Kadınlar şiddete karşı sessiz kalmayı, annelerinden öğreniyor. Erkekler ise, şiddet uygulamayı babalarından. Böyle bir öğretiden sonra, araya birde çocukların varlığı girince, bu ayrılığın gerçekleşmesi çok zor oluyor. Zaten kadın, uzun zaman uğradığı şiddete karşı duyarsızlaşıyor. O nedenle, şiddet gören kadının çocukların büyümesini beklemesi diye bir şey yok. Şiddete zamanında müdahale edilmediği sürece, şiddet kabullenilmiş ve sürekliliği olan bir eylem haline gelmektedir.

Virgül: Kadına şiddetin yoğun olduğu toplumları dışarıdan nasıl fark ederiz?

Aile içi şiddet ve kadına şiddet yaşanan ailelerin toplumda çoğalması, sokağa yansıması çok hızlı bir biçimde yaşanır. Bir kentte, en ufak bir tartışma bile aniden kavgaya dönüşebiliyorsa, orada aile içi şiddetin izlerini aramamız gerekir. Avusturya’da devamlı şikayet ettiğimiz, Türkiye kökenli gençlerin eğitim seviyesinin düşük olması ve gençlerimizin agresif olmasıdır. Bunun nedenlerinden birisi aile içi şiddet ve kadına yönelik şiddettir. Çünkü, kadına karşı şiddet ve baskı, kızlarımızı ve kadınlarımızı eğitimden uzaklaştırdığı gibi, erkek çocuklarına yüklediğimiz anlamsız öz güven, onların hayata karşı savaşmalarının önünü kesmektedir. Bizler her türlü yasağı kız çocuklarına koyarak, erkek çocuklarımızın da sadece gördükleriyle büyümelerini sağlıyoruz. Sokaklarda gençlerin ettikleri ‘cinsel’ içerikli küfürler, kadına şiddetin baş gösterdiği aileleri işaret etmektedir.
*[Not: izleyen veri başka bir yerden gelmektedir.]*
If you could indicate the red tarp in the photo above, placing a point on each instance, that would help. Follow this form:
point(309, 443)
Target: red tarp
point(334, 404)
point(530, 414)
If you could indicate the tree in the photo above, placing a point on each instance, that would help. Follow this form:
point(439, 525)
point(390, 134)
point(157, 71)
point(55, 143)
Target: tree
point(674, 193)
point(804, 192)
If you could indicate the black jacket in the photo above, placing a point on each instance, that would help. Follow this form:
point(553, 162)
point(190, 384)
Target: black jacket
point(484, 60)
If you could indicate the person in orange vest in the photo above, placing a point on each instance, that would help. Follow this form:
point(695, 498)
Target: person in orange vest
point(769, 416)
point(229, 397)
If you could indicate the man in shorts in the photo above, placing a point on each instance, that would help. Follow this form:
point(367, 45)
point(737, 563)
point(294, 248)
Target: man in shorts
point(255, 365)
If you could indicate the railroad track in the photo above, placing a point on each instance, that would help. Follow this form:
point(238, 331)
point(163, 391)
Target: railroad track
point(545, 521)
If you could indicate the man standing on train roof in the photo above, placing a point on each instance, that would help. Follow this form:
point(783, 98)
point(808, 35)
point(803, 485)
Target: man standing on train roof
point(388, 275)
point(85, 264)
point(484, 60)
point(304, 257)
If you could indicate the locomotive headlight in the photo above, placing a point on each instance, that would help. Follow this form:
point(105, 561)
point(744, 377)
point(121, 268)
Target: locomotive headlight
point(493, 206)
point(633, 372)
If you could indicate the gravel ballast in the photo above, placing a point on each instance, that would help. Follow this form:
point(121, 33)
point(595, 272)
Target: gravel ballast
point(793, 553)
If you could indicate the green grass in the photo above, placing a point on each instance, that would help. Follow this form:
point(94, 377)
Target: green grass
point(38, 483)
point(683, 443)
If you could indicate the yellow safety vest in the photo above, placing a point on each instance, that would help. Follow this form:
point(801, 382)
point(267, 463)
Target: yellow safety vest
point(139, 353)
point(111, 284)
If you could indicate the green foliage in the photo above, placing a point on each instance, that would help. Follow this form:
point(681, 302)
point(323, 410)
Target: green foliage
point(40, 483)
Kadının, ‘’seni kendimden mahrum ediyorum’’ demesiyle, yeni bir neslin yetişmesi mümkün olacaktır. Bu sayede, kadınlarımız ve erkeklerimiz daha ileri sevilerde yer tutabilir ve bilinçli bir toplum haline gelebilir./virgül

© Bild: virgül

Yayınlama: 08.12.2019
A+
A-
Bir Yorum Yazın

Ziyaretçi Yorumları - 0 Yorum

Henüz yorum yapılmamış.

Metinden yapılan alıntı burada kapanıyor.